John Brown was born in May 1800 to Owen and Ruth Brown, “Northerners” then living in Connecticut, both of whom were descendants of Revolutionary War patriot ancestors. In the small world department, when the Browns moved to Ohio in 1805, the family became friends with Jesse Grant, whose son Ulysses would go on to become the Commander-in-Chief of the Union Army, and later President of the United States. At the time, Ohio was a pro-abolition state, and Owen Brown himself was a staunch abolitionist. John Brown also was schooled by an abolitionist teacher. It was in this environment that John Brown developed his own views on the institution of slavery.  After a brief sojourn to New England to attend college (he never graduated), Brown returned to Ohio, where he married Dianthe Lusk in 1820; they had seven children before Dianthe died in 1832. He remarried the following year to Mary Ann Day, with  whom he had another 13 children (!!). 

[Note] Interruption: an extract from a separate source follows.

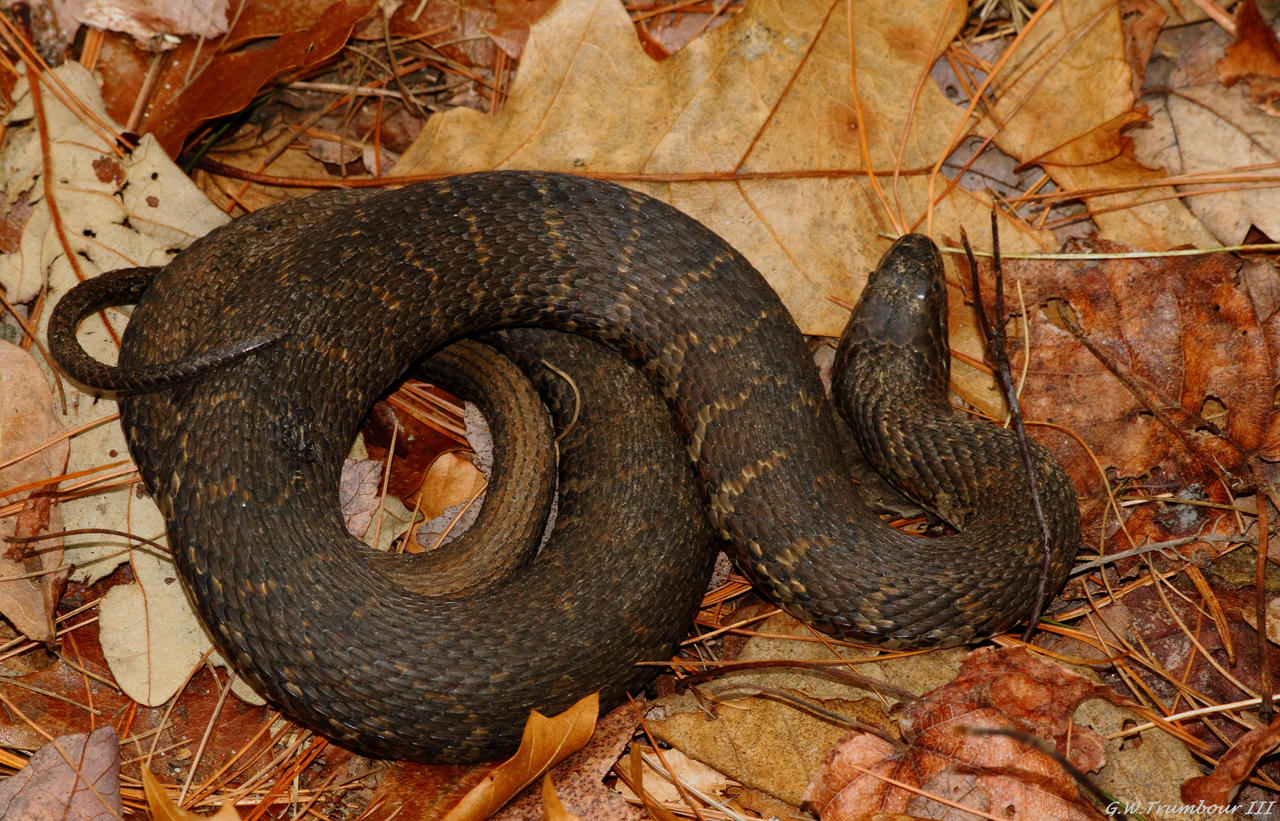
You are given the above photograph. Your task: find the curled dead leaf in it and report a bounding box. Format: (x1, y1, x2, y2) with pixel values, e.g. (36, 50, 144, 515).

Brown’s anti-slavery activism began in earnest when he moved to Pennsylvania in 1825. There, he became part of the Underground Railroad, helping escaped slaves coming North from Virginia. Over the next decade, he formed close relationships with other leading abolitionists, while earning a living in various business pursuits. He also held several civil service posts to which he had been appointed by Presidents John Quincy Adams and Andrew Jackson.  Brown and his family returned to Ohio in 1836, where he became more militant in his abolitionist views, while falling into debt and declaring bankruptcy in 1842. His involvement in the abolitionist movement accelerated when he moved to Massachusetts in 1846, and during the next 12 years, he became an increasingly vocal advocate for the violent overthrow of the institutions of slavery. It was during this period that the U.S. Congress enacted several laws intended to appease Southern slave states, such as the Fugitive Slave Act of 1850, which further inflamed Brown’s thinking that only armed insurrection would overcome America’s tolerance of slavery. Perhaps aware that his actions might some day lead to his own death, he bought a home in North Elba, New York where he deposited his family while he continued to pursue his anti-slavery activities in other parts of the country.  It was at his New York home that Brown was buried following his execution in December 1859; today it is a National Historic Landmark. 

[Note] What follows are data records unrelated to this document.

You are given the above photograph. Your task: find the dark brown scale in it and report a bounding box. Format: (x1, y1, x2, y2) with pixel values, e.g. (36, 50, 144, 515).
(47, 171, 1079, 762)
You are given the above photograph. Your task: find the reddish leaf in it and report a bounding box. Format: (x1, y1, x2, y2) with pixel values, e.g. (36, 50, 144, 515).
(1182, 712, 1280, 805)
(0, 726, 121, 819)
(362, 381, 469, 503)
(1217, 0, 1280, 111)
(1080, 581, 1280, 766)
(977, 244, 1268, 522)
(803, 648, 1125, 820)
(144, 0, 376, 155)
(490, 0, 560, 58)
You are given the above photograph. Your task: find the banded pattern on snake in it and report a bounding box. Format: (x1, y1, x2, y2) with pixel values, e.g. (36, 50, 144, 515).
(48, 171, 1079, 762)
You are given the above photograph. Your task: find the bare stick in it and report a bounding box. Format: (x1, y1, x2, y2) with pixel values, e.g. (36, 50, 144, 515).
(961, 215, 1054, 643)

The last years of Brown’s life were spent in various violent conflicts over slavery, including his participation in the Pottawatomie Massacre of 1856, part of the deadly years of open warfare in Kansas that became known as the “Bleeding Kansas” years— essentially a local civil war fought over the hotly-contested issue of whether the Kansas Territory could become a slave state (a possibility signaled by the earlier Kansas-Nebraska Act of 1854, by which Congress authorized the people of Kansas to decide whether they wanted slavery or not). All of this culminated in Brown’s history-making attack on Harper’s Ferry on October 16-18, 1859. Brown and his men had intended to seize the armory there, and free all the slaves. But the plan was botched, and Brown and his men were trapped in a nearby engine house. When given the chance to surrender to a company of U.S. Marines who surrounded him, Brown famously said “no, I prefer to die here.”  That did not happen. Instead he was captured, put on trial, and quickly found guilty of treason on November 2, 1859. He was hanged exactly one month later, on December 2, 1859. His last words, written but not spoken, were prophetic:

“I, John Brown, am now quite certain that the crimes of this guilty land will never be purged away but with blood. I had, as I now think, vainly flattered myself that without much bloodshed it might be done.”